In our research, we utilized a multiplex immunohistochemistry staining panel to evaluate the immune microenvironment in LG-ESS, HG-ESS, and SDUS. The panel focused on assessing the presence of three main types of adaptive immune cells: Th cells, CTLs, B cells, and macrophages, which play crucial roles in the immune response to tumors [15]. CTLs are known for their strong anti-tumor capabilities, while Th cells support CTLs and B cells and can directly target tumor cells by releasing IFN-γ and TNF-α [17]. B cells, important for humoral immunity, contribute to anti-tumor responses through antibody-dependent cellular cytotoxicity and complement activation [18]. Macrophages, identified by the CD68 marker, demonstrate a significant level of plasticity, manifesting both pro- and anti-tumorigenic capabilities [19]. Our research indicates that both low-grade LG-ESS and HG-ESS exhibit an immune-low microenvironment, suggesting a state of immunosuppression possibly influenced by the genetic mutations and oncogenic pathways specific to these tumors [20]. In contrast, SDUS cases, characterized by the loss of SMARCA4, demonstrate an immune-high microenvironment, marked by substantial infiltration of tumor-infiltrating lymphocytes (TILs) and increased PD-L1 expression, indicating a potentially more immunogenic tumor that could be more responsive to immunotherapy [21]. Our statistical analysis further identified a significant disparity in the presence of CTLs between the two groups, with SDUS cases showing higher levels of CTL infiltration at the tumor invasive margin. CTLs, a crucial component of the TiME, play a pivotal role in antigen recognition, binding, and killing tumor cells expressing neoantigens. Direct interaction between tumor cells and CTLs results in tumor cell destruction. In colorectal cancer, a higher ratio of CTLs in contact with tumor cells is linked to a more favorable prognosis [22,23,24]. Elevated CD8A gene expression and increased infiltration of CTLs in triple-negative breast cancer (TNBC) contribute to enhanced antitumor immunity and improved prognosis [25]. This distinct immune environment underscores the significance of comprehending the unique immune context of sarcomas for prognostic prediction and customization of immunotherapeutic approaches [26].
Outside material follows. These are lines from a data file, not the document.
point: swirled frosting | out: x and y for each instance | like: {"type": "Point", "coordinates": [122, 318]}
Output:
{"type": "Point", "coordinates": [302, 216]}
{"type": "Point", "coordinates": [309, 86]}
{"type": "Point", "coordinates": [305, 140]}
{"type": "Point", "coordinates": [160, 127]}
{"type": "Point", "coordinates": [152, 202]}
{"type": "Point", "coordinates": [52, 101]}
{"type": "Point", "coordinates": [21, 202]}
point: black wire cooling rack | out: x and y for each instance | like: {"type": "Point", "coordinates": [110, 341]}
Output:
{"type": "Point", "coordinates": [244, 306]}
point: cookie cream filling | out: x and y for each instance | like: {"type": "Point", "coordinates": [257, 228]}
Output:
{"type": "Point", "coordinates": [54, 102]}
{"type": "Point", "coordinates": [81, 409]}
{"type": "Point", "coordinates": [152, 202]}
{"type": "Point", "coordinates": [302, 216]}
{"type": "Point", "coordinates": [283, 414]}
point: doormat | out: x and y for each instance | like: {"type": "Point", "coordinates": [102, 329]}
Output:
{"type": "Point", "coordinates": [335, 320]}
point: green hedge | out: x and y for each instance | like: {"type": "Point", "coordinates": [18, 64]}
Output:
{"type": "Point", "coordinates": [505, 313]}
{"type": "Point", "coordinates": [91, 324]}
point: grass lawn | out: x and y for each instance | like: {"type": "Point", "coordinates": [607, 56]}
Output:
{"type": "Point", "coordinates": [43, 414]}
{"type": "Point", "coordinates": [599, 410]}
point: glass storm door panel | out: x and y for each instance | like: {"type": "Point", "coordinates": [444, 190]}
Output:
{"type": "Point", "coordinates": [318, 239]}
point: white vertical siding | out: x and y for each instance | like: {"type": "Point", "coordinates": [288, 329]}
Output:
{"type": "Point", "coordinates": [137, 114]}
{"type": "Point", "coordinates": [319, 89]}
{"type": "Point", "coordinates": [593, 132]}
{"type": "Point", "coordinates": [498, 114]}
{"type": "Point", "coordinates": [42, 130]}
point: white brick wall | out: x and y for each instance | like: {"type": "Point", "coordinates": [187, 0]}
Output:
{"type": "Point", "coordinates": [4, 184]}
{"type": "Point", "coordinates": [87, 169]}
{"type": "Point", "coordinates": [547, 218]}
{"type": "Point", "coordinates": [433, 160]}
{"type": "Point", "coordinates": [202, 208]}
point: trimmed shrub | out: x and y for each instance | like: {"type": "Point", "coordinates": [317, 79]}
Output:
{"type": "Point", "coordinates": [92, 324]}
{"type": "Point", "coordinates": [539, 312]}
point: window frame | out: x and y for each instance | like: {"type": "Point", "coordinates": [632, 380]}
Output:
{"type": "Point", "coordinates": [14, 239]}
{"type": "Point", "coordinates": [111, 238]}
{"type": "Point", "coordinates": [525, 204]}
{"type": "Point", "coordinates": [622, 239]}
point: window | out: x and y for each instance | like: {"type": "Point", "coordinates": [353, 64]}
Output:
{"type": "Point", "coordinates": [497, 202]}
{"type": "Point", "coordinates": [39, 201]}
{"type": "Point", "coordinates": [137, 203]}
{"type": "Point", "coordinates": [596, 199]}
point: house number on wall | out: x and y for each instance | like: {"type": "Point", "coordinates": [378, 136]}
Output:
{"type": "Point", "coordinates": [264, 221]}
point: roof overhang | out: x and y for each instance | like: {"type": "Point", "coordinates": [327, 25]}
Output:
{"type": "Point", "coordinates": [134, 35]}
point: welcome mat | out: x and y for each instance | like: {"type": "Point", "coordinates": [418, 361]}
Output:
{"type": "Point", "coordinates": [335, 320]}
The utilization of mIF staining allows for the visualization of spatial characteristics within the TiME at a single-cell resolution. Employing mIF to examine the TiME in SDUS reveals a significant presence of tumor-suppressive immune cells, including effector T cells (CTLs and Th cells), B cells, and tumor-associated macrophages [27]. Recent advancements in research suggest that immune infiltration serves as an independent prognostic biomarker and can also predict the effectiveness of conventional chemotherapy and immunotherapy based on the pre-treatment immune response [28]. Additionally, the heightened expression of Ki67 in immune cells suggests a state of proliferation, indicative of a dynamic immune microenvironment [29]. This phenomenon has the potential to bolster immune surveillance and eliminate tumor cells, ultimately leading to improved patient outcomes. Moreover, this active immune state may render the tumor more vulnerable to immunotherapeutic interventions, thereby enhancing treatment efficacy [30,31]. Furthermore, within the invasive margins of SDUS, tumor-associated T cells have been observed to express PD-1 and engage with tumor cells expressing PD-L1. The presence of the inhibitory receptor PD-1 serves as an indicator of immune activation and exhaustion within T cells. In the context of melanoma, the efficacy of immunotherapy is linked to the co-localization of PD-1-expressing T cells at the tumor periphery and PD-L1-expressing tumor cells [32]. A dynamic tumor immune microenvironment is correlated with the presence of PD-1+-activated effector T cells and the expression of PD-L1 by tumor cells. Treatment with anti-PD-1 therapy has the potential to reverse immune suppression caused by activation of the PD-1/PD-L1 axis, leading to reactivation of pre-existing tumor-specific T cells and triggering responses that result in tumor rejection [33] (Figure 2).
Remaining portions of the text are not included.